Before we investigate this further, it might be useful to visually examine what both columns act

In [None]:
comparison_df = measurement_df.iloc[:1000]

In [None]:
comparison_df

In [None]:
fig, axes = plt.subplots(comparison_df.shape[1], 1)
fig.subplots_adjust(hspace=1)

for i, col in enumerate(comparison_df.columns):
    axes[i].plot(comparison_df[col], c="r")
    axes[i].set_xlabel("Observation number")
    axes[i].set_ylabel("Value")
    axes[i].set_title(f"Value against time for {col}")


Product owner has expressed the desire to specifically visualize the top graph, so we won't investigate the bottom column further.

### Fixing timescale

The dataset contains measurements at a set frequency. That means we can use this frequency to add a time measurements column, so that graphs can have their actual time since the start of the recording on the x-axis.

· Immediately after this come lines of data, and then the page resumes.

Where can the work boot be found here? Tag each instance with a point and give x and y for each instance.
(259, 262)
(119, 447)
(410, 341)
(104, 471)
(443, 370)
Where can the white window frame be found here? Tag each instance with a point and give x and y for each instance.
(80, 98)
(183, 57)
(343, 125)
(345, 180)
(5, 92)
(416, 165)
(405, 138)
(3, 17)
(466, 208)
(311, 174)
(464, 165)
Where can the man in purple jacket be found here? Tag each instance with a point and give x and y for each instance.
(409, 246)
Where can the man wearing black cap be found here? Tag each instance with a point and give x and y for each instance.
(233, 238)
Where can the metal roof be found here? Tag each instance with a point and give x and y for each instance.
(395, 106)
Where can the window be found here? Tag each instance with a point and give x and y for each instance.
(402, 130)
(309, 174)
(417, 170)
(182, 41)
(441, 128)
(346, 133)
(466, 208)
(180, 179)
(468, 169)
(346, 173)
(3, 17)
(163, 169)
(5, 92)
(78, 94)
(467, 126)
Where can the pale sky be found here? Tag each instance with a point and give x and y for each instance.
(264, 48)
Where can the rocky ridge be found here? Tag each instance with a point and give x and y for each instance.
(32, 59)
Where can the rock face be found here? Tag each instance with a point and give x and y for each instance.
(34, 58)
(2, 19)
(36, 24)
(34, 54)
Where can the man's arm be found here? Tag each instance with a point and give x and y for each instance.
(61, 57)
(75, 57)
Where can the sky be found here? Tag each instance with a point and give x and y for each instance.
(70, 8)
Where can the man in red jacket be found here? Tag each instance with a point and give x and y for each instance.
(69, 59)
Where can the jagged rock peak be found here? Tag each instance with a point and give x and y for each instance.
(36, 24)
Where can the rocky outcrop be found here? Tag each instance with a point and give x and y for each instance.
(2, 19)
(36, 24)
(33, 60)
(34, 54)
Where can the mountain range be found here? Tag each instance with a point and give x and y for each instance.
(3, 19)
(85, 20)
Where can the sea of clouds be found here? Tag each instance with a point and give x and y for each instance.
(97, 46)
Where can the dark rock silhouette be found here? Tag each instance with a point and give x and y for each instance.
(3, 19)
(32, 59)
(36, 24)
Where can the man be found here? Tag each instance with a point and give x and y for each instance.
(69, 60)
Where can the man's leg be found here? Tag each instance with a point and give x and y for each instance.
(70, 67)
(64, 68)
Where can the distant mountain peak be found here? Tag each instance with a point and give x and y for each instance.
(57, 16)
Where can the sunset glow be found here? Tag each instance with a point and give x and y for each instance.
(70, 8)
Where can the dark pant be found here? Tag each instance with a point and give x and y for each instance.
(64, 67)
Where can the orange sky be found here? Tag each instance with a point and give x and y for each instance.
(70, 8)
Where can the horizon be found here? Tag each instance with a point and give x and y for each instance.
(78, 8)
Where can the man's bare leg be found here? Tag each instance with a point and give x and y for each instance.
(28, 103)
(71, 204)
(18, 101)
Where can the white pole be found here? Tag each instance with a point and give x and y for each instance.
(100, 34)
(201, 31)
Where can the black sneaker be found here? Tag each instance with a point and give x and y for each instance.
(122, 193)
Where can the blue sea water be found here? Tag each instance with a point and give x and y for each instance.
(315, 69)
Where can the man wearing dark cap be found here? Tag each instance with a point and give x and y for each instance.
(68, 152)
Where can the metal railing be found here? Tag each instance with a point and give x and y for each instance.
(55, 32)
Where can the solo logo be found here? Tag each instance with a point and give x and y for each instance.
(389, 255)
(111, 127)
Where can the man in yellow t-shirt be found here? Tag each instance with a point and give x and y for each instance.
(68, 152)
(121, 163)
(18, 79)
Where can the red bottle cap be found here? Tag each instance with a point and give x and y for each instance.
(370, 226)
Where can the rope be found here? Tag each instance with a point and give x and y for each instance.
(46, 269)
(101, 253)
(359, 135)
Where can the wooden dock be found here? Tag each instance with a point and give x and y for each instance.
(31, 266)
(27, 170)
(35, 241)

The information dataframe contains the following information on measurements frequencies:

In [None]:
information_df.loc["Meetfrequentie"]

_511_ and _023_ hertz...

Considering we saw 3 heart beats in the earlier graph, in the first 1000 measurements. 23 hertz wouldn't make sense, because we know the patient was not in a medical crisis where:

$$ T = \frac{\textup{1000 measurements}}{\textup{3 heartbeats}} = 333 \frac{1}{3}\textup{ frames per heartbeat} $$

which with a frequency of 23 Herz translates to

$$ \frac{333\frac{1}{3}\textup{ frames per heartbeat}}{23\textup{ Hertz}} \approx 14.5\textup{ s per heartbeat} $$


In [None]:
measurement_df["Time"] = measurement_df.index / int(information_df.loc["Meetfrequentie", 1])
measurement_df

### Attempting to make a graph

In [None]:
fig = px.line(
    measurement_df,
    x="Time",
    y="Afleiding(Eenheid)",
    title="Personal device ECG measurements over time",
    labels={
        "Time": "Seconds since start",
        "Afleiding(Eenheid)": "Measurement amplitude (unit unknown)"
    }
)

In [None]:
# Very slow, improve!
major_x_line_interval = .2
major_x_line_pos = np.arange(0, np.max(measurement_df["Time"]), major_x_line_interval)

np.vectorize(lambda x: fig.add_vline(x, line_color="rgba(255, 0, 0, 0.5)", line_width=.9))(major_x_line_pos)
None

In [None]:
# This just takes an inordinate amount of time, should probably not include these, and have a button that makes a matplotlib figure for a certain specified area.
# minor_x_line_interval = .04
# minor_x_line_pos = np.arange(0, np.max(measurement_df["Time"]), minor_x_line_interval)

# np.vectorize(lambda x: fig.add_vline(x, line_color="rgba(255, 0, 0, 0.8)", line_width=.3))(minor_x_line_pos)
# None

In [None]:
fig.update_traces(line_color="#000000", line_width=1)
fig.update_layout(xaxis_rangeslider_visible=True, xaxis_range=[0, 2])

## Validating row numbers

[As noted before](#concern_one) the row numbers of the CSV might be unsure, and should be validated. For that purpose, a second CSV file has been provided.

In [None]:
raw_df_2 = pd.read_csv("validation_data/VOORBEELD2.csv", delimiter=",", header=None)
raw_df_2.head(15)

The information portion of the CSV does appear to be 2 rows longer, like expected. This means the actual measurement data, and it's headers, start 2 rows lower as well. This should be taken into account when modifying the data for use in a graph.